POST _ml/anomaly_detectors/sample_job/_update
{
  "custom_settings": {
        "custom_urls": [
          {
            "url_name": "test-link1",
            "time_range": "1h",
            "url_value": "discover#/?_g=(time:(from:'$earliest$',mode:quick,to:'$latest$'))&_a=(index:'90943e30-9a47-11e8-b64d-95841ca0b247',query:(language:lucene,query_string:(analyze_wildcard:!t,query:'$mlcategoryterms$')),sort:!(time,desc))"
          }
        ]
      }
}

When you click this custom URL in the anomalies table in Kibana, it opens up the Discover page and displays source data for the period one hour before and after the anomaly occurred. Since this job is categorizing log messages, some $mlcategoryterms$ token values that are passed to the target page in the query might include +REC +Not +INSERTED +TRAN +Table +hostname +dbserver.acme.com.

  • The custom URL links in the anomaly tables use pop-ups. You must configure your web browser so that it does not block pop-up windows or create an exception for your Kibana URL.

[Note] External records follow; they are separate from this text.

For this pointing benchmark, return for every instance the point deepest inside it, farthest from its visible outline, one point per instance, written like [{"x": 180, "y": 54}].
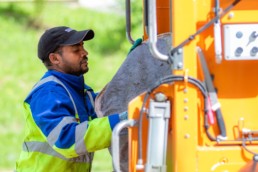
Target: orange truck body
[{"x": 236, "y": 82}]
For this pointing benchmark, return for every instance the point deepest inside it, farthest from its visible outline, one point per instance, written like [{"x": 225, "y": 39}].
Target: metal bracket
[{"x": 177, "y": 60}]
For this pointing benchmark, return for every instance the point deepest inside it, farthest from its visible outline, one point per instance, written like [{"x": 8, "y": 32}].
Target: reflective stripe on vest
[{"x": 80, "y": 131}]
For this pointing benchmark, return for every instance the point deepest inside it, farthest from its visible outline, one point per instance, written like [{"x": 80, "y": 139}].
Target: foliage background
[{"x": 21, "y": 26}]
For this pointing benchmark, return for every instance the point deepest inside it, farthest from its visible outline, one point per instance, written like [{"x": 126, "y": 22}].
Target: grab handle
[
  {"x": 152, "y": 31},
  {"x": 128, "y": 21},
  {"x": 115, "y": 141}
]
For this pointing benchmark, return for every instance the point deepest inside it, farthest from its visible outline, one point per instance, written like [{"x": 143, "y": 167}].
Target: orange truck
[{"x": 204, "y": 116}]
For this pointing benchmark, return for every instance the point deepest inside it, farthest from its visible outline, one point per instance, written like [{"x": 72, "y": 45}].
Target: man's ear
[{"x": 54, "y": 58}]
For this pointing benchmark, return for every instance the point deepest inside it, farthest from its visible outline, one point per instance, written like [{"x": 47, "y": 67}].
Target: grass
[{"x": 21, "y": 26}]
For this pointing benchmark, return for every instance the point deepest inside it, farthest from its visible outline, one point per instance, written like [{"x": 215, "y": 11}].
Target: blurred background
[{"x": 21, "y": 24}]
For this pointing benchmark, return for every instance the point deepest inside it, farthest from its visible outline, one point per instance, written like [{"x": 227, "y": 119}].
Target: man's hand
[{"x": 123, "y": 116}]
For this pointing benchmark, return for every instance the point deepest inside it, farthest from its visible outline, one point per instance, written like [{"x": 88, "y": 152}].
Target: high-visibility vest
[{"x": 38, "y": 154}]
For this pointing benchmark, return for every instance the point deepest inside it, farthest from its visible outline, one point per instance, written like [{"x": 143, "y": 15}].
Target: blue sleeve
[{"x": 48, "y": 107}]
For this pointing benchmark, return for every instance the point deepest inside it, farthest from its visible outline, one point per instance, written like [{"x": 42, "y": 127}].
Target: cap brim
[{"x": 79, "y": 36}]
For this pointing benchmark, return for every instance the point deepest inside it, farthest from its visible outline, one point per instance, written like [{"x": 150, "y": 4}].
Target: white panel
[{"x": 241, "y": 41}]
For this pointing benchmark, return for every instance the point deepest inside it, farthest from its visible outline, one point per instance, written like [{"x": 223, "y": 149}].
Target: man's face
[{"x": 73, "y": 59}]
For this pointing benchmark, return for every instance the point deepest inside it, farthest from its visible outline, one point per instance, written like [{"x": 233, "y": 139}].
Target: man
[{"x": 62, "y": 129}]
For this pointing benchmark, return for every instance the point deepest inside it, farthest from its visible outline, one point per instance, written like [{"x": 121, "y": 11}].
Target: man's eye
[{"x": 76, "y": 50}]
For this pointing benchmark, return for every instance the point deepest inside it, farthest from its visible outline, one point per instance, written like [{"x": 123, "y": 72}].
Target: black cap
[{"x": 59, "y": 36}]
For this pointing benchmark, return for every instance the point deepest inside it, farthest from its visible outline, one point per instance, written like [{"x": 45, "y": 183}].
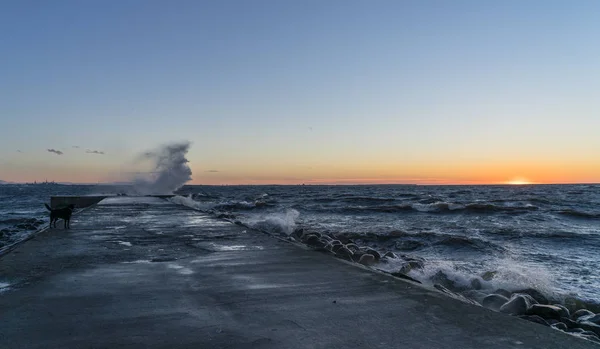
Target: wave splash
[{"x": 171, "y": 170}]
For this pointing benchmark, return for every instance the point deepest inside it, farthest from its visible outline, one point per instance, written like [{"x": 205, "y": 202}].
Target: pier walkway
[{"x": 146, "y": 273}]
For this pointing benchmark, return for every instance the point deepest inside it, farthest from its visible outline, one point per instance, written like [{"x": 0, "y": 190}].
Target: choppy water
[{"x": 542, "y": 236}]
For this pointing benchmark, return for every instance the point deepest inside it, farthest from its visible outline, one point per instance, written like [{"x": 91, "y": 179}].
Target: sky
[{"x": 306, "y": 91}]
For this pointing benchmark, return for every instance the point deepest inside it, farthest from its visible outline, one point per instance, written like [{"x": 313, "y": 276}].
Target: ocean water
[{"x": 541, "y": 236}]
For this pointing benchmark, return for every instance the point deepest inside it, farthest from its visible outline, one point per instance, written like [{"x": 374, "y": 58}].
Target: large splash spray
[{"x": 171, "y": 170}]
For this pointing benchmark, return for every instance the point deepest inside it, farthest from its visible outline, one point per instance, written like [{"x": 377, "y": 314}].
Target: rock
[
  {"x": 564, "y": 312},
  {"x": 410, "y": 265},
  {"x": 595, "y": 318},
  {"x": 503, "y": 292},
  {"x": 516, "y": 305},
  {"x": 390, "y": 254},
  {"x": 335, "y": 248},
  {"x": 528, "y": 297},
  {"x": 441, "y": 278},
  {"x": 298, "y": 232},
  {"x": 352, "y": 247},
  {"x": 579, "y": 313},
  {"x": 404, "y": 276},
  {"x": 344, "y": 253},
  {"x": 408, "y": 245},
  {"x": 475, "y": 295},
  {"x": 367, "y": 259},
  {"x": 574, "y": 304},
  {"x": 590, "y": 326},
  {"x": 455, "y": 295},
  {"x": 570, "y": 323},
  {"x": 372, "y": 252},
  {"x": 534, "y": 318},
  {"x": 326, "y": 237},
  {"x": 537, "y": 295},
  {"x": 312, "y": 240},
  {"x": 494, "y": 301},
  {"x": 489, "y": 275},
  {"x": 545, "y": 311},
  {"x": 588, "y": 337},
  {"x": 476, "y": 284},
  {"x": 559, "y": 326}
]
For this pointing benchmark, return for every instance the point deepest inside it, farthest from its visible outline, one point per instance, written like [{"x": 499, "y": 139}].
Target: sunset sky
[{"x": 311, "y": 91}]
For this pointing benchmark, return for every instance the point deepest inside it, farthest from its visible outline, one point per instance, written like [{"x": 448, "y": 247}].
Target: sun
[{"x": 519, "y": 181}]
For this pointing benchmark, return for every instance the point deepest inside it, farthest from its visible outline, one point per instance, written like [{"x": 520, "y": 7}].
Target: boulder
[
  {"x": 590, "y": 326},
  {"x": 406, "y": 277},
  {"x": 595, "y": 318},
  {"x": 545, "y": 311},
  {"x": 534, "y": 318},
  {"x": 537, "y": 295},
  {"x": 335, "y": 248},
  {"x": 579, "y": 313},
  {"x": 489, "y": 275},
  {"x": 408, "y": 245},
  {"x": 589, "y": 337},
  {"x": 442, "y": 279},
  {"x": 494, "y": 301},
  {"x": 564, "y": 312},
  {"x": 516, "y": 305},
  {"x": 503, "y": 292},
  {"x": 367, "y": 259},
  {"x": 352, "y": 247},
  {"x": 410, "y": 265},
  {"x": 476, "y": 284},
  {"x": 344, "y": 253},
  {"x": 475, "y": 295},
  {"x": 570, "y": 323},
  {"x": 314, "y": 241},
  {"x": 454, "y": 294},
  {"x": 372, "y": 252},
  {"x": 390, "y": 254}
]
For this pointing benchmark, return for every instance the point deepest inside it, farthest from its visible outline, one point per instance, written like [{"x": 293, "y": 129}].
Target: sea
[{"x": 545, "y": 237}]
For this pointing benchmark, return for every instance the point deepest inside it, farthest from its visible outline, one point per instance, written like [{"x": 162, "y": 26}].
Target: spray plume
[{"x": 171, "y": 170}]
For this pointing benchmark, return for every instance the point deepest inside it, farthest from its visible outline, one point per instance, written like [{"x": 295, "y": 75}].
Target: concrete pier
[{"x": 145, "y": 273}]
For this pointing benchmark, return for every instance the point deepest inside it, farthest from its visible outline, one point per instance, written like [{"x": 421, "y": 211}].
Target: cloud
[{"x": 57, "y": 152}]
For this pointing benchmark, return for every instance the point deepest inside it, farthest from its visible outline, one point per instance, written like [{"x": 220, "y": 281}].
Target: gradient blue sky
[{"x": 303, "y": 91}]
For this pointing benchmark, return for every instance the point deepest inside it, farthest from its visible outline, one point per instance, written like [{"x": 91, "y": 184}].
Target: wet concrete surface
[{"x": 145, "y": 273}]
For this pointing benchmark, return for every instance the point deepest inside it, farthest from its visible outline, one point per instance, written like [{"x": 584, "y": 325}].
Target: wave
[
  {"x": 443, "y": 207},
  {"x": 275, "y": 223},
  {"x": 579, "y": 214},
  {"x": 272, "y": 223},
  {"x": 405, "y": 241}
]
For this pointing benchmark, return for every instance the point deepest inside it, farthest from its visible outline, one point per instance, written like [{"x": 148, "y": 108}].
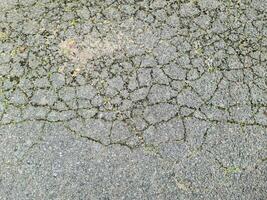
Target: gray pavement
[{"x": 133, "y": 99}]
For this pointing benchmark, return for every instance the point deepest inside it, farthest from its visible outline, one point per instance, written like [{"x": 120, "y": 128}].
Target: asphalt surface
[{"x": 133, "y": 99}]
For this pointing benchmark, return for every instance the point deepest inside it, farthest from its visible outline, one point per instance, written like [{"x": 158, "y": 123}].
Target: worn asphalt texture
[{"x": 133, "y": 99}]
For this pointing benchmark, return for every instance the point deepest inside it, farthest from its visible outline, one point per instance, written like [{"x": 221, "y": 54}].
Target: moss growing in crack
[
  {"x": 73, "y": 22},
  {"x": 151, "y": 149},
  {"x": 3, "y": 36},
  {"x": 212, "y": 69},
  {"x": 232, "y": 170}
]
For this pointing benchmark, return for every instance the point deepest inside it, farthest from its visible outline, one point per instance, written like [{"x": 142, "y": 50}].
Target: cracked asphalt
[{"x": 133, "y": 99}]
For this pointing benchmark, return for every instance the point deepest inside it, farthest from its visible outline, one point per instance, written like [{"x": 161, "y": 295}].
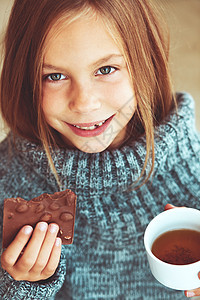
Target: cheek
[
  {"x": 52, "y": 102},
  {"x": 120, "y": 96}
]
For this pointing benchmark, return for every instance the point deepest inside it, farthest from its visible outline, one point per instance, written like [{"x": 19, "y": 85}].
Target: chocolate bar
[{"x": 56, "y": 208}]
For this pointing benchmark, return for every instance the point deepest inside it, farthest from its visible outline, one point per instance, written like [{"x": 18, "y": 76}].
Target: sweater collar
[{"x": 111, "y": 171}]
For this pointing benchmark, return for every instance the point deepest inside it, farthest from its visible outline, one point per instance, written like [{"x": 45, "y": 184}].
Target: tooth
[{"x": 90, "y": 127}]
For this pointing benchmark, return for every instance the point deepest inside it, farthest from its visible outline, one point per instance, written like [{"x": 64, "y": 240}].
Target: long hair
[{"x": 135, "y": 27}]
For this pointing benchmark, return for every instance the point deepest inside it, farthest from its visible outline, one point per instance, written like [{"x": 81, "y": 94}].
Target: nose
[{"x": 84, "y": 98}]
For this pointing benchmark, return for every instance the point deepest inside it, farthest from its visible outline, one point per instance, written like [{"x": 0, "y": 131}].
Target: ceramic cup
[{"x": 180, "y": 277}]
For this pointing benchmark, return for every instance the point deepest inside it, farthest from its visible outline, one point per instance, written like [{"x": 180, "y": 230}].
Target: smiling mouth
[{"x": 90, "y": 127}]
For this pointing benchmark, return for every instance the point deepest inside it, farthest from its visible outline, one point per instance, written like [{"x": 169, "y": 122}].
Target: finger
[
  {"x": 53, "y": 260},
  {"x": 193, "y": 293},
  {"x": 12, "y": 253},
  {"x": 46, "y": 248},
  {"x": 169, "y": 206},
  {"x": 28, "y": 259}
]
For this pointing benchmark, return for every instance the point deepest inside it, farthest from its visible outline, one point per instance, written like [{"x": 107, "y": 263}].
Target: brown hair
[{"x": 135, "y": 27}]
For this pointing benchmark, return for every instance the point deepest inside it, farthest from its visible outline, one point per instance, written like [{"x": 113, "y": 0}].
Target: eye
[
  {"x": 55, "y": 77},
  {"x": 106, "y": 70}
]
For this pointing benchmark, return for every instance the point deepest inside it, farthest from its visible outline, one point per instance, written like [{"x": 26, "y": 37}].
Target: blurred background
[{"x": 183, "y": 18}]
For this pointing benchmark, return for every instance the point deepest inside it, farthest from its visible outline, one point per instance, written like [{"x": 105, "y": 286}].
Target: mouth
[{"x": 90, "y": 129}]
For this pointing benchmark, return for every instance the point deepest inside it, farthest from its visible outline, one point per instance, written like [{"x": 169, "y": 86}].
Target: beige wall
[{"x": 183, "y": 17}]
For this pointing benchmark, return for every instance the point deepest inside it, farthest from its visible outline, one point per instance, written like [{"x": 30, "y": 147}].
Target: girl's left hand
[{"x": 191, "y": 293}]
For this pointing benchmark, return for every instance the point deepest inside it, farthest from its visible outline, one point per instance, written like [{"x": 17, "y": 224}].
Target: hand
[
  {"x": 40, "y": 257},
  {"x": 191, "y": 293}
]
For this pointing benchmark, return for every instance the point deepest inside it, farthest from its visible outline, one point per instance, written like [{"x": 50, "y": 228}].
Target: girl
[{"x": 87, "y": 95}]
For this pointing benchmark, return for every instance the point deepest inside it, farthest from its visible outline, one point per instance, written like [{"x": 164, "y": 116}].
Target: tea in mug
[{"x": 178, "y": 247}]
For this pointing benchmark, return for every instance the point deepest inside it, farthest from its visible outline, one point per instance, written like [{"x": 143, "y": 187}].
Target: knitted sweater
[{"x": 107, "y": 259}]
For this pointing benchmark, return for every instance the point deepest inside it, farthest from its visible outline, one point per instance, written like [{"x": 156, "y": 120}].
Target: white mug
[{"x": 179, "y": 277}]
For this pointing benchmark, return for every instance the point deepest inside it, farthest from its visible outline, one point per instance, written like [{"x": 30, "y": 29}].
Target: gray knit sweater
[{"x": 107, "y": 259}]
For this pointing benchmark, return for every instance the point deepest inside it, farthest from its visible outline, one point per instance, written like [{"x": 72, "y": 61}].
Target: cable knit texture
[{"x": 107, "y": 259}]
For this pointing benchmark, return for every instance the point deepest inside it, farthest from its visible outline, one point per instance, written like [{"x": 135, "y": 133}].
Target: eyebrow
[{"x": 101, "y": 61}]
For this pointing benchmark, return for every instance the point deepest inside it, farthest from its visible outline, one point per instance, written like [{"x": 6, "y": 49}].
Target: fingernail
[
  {"x": 58, "y": 242},
  {"x": 42, "y": 226},
  {"x": 53, "y": 228},
  {"x": 190, "y": 294},
  {"x": 27, "y": 230}
]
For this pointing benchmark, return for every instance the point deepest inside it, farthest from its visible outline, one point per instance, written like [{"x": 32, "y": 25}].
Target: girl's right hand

  • When creating a link to a Kibana dashboard, the URLs for dashboards can be very long. Be careful of typos, end of line characters, and URL encoding. Also ensure you use the appropriate index ID for the target Kibana data view.
  • If you use an influencer name for string substitution, keep in mind that it might not always be available in the analysis results and the URL is invalid in those cases. There is not always a statistically significant influencer for each anomaly.
  • The dates substituted for $earliest$ and $latest$ tokens are in ISO-8601 format and the target system must understand this format.
  • If the job performs an analysis against nested JSON fields, the tokens for string substitution can refer to these fields using dot notation. For example, $cpu.total$.
  • Elasticsearch source data mappings might make it difficult for the query string to work. Test the custom URL before saving the job configuration to check that it works as expected, particularly when using string substitution.